Но ни Торкатла, ни остальные не видели таинственной женщины. И когда все собрались наконец во дворе вокруг Карлсефни и Бьярни, Гудрид еще раз описала ту неизвестную женщину и свое полусонное состояние. Все поняли, что скрелинги пытались околдовать Гудрид. А потом они обнесли убитого вокруг домов, против движения солнца, и захоронили его как можно дальше от своего жилья, у берега.

Карлсефни долго смотрел на Гудрид и спящего Снорри, а затем наконец сказал:

– Скрелинги пришли к нам уже в третий раз, и теперь мы можем быть уверены в том, что они придут снова, и их будет гораздо больше. Я предлагаю вот что: мы выставим на мысе десять человек, в южной части бухты, чтобы сбить скрелингов с толку. Начав биться с ними, наши люди кратчайшим путем заманят их в долину за домом Лейва. Я хочу, чтобы главное сражение происходило именно там. Пока же, в ожидании скрелингов, нам надо устроить убежище в лесу и отвести туда женщин и скот. Едва мы заметим первых скрелингов, мы выйдем им навстречу и выпустим на них быка, чтобы он загнал их в нужное место. Главное – чтобы сражение было на открытом месте, если они появятся с моря, а не будут, подобно рысям, мелькать меж деревьев в лесу. Но если они оттеснят нас, то мы переправимся через ручей и будем биться на скалистом плато.
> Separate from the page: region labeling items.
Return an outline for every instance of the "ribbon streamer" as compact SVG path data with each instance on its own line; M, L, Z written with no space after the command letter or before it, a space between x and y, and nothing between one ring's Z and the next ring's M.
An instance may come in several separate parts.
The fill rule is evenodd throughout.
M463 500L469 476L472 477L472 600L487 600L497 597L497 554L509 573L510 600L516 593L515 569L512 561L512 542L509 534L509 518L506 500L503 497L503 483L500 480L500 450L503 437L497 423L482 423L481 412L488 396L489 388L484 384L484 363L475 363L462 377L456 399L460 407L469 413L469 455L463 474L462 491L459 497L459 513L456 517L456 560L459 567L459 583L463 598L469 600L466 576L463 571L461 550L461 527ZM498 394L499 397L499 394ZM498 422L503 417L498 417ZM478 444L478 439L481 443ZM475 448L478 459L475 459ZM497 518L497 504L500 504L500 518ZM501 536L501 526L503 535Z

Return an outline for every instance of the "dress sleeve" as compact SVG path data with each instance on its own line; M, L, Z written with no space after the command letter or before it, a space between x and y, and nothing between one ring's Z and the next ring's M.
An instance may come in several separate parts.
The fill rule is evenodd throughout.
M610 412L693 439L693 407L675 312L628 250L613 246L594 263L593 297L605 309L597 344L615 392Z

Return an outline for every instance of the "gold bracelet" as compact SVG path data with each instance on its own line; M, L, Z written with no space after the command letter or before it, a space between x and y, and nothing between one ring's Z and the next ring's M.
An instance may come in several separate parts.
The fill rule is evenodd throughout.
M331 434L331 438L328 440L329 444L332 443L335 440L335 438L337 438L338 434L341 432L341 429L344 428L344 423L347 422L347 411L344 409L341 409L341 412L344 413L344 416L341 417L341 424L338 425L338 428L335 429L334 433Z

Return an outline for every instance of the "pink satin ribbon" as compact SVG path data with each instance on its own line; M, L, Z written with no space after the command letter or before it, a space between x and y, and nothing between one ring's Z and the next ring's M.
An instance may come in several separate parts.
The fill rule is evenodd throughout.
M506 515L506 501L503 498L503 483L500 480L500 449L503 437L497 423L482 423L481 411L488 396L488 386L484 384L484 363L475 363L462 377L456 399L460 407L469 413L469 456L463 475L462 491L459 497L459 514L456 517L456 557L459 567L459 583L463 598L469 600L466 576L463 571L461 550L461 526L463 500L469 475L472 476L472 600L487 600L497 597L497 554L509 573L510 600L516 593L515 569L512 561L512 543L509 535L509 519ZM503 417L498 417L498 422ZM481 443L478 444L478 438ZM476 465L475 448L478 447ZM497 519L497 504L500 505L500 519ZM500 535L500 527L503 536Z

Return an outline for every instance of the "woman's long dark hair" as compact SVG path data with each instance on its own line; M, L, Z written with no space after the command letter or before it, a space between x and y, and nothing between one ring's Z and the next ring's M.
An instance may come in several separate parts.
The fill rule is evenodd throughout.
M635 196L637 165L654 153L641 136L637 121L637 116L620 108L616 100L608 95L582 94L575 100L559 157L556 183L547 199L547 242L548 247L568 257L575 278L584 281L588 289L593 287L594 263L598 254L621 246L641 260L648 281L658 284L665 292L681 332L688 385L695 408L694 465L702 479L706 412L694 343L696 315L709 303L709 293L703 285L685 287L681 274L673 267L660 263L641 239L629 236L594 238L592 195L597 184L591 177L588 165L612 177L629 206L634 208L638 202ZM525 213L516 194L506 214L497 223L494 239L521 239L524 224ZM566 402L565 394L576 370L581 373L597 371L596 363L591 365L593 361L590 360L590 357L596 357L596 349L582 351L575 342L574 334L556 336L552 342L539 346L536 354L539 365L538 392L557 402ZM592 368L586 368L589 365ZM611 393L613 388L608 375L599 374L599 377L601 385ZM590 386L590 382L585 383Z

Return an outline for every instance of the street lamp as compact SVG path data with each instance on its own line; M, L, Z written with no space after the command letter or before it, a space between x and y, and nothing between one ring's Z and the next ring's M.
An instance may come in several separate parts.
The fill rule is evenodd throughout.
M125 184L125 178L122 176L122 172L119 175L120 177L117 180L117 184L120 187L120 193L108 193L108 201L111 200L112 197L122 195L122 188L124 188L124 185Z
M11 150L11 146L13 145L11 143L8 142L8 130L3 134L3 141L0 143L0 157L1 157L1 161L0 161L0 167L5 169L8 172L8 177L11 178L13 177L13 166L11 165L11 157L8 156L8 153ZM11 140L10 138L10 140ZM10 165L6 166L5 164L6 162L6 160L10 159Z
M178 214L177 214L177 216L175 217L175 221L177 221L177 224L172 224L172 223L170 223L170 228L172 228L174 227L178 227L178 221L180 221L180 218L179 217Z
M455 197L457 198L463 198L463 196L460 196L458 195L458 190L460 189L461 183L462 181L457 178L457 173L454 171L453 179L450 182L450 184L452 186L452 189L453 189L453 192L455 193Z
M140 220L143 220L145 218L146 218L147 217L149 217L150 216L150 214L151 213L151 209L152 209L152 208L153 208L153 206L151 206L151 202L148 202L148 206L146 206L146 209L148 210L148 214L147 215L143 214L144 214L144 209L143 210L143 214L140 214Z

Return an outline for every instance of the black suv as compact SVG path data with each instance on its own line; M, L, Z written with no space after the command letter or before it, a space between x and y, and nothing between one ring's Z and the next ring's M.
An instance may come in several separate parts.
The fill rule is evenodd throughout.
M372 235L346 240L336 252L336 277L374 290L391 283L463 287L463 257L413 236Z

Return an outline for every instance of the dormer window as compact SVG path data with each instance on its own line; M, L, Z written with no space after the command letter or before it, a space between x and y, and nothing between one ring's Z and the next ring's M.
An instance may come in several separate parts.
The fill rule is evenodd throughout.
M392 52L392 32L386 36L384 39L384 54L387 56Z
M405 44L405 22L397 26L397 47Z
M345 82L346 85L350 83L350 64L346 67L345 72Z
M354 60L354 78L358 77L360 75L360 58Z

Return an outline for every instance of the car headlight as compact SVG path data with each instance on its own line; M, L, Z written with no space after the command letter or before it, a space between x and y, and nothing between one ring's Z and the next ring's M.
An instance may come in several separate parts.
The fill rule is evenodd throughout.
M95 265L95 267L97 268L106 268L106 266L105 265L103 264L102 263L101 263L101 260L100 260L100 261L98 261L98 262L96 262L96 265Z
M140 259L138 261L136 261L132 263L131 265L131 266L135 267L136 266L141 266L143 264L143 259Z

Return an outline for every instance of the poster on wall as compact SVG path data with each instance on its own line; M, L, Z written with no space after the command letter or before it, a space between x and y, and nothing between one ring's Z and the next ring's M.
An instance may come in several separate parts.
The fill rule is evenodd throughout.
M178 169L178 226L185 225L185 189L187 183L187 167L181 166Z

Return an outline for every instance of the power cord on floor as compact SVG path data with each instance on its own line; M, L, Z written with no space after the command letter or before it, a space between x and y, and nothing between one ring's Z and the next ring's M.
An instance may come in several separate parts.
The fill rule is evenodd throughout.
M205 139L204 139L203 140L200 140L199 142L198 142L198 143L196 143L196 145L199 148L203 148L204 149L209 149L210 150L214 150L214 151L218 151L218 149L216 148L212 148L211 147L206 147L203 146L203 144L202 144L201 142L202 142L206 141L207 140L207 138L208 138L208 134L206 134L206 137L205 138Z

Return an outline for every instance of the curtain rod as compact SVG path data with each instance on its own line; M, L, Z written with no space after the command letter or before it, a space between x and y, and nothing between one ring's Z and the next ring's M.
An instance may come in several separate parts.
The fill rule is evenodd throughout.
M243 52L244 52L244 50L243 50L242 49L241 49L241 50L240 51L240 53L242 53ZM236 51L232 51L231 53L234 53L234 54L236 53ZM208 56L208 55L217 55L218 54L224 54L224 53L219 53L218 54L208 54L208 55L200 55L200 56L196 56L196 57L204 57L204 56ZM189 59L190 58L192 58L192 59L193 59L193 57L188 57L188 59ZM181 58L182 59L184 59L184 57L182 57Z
Люди принялись раскорчевывать небольшую поляну в лесу. Со всех сторон они оградили ее частоколом из срубленных деревьев и кустарника. Женщины принесли сюда запасы вяленого мяса и рыбы: ведь никто не знал, как долго придется им скрываться в этом убежище. Затем в безопасном месте привязали скот, и все животные, вплоть до последнего поросенка, стояли с завязанными челюстями, чтобы крик их не разносился по лесу. Наконец женщины, завернувшись в плащи, взялись в ожидании за свою пряжу.

Чтобы Снорри не хныкал, Торкатла приготовила для него кусочек сала, обернутый в тряпочку, а Гудрид надела янтарное ожерелье Халльдис, которое ребенок с удовольствием засовывал в рот. Как всегда во время опасности, Гудрид чувствовала себя спокойно: будто это происходило не с ней. Эти прекрасные места внезапно перестали принадлежать только им, сделались чужими. Это были земли колдовского роя низкорослых, темнокожих людей, говорящих на непонятном языке. И может, это был их Рай, в который непрошеными гостями вторглись и она, и Карлсефни, и другие… Гудрид крепко прижимала Снорри к себе, перекрестив и ребенка, и мужа.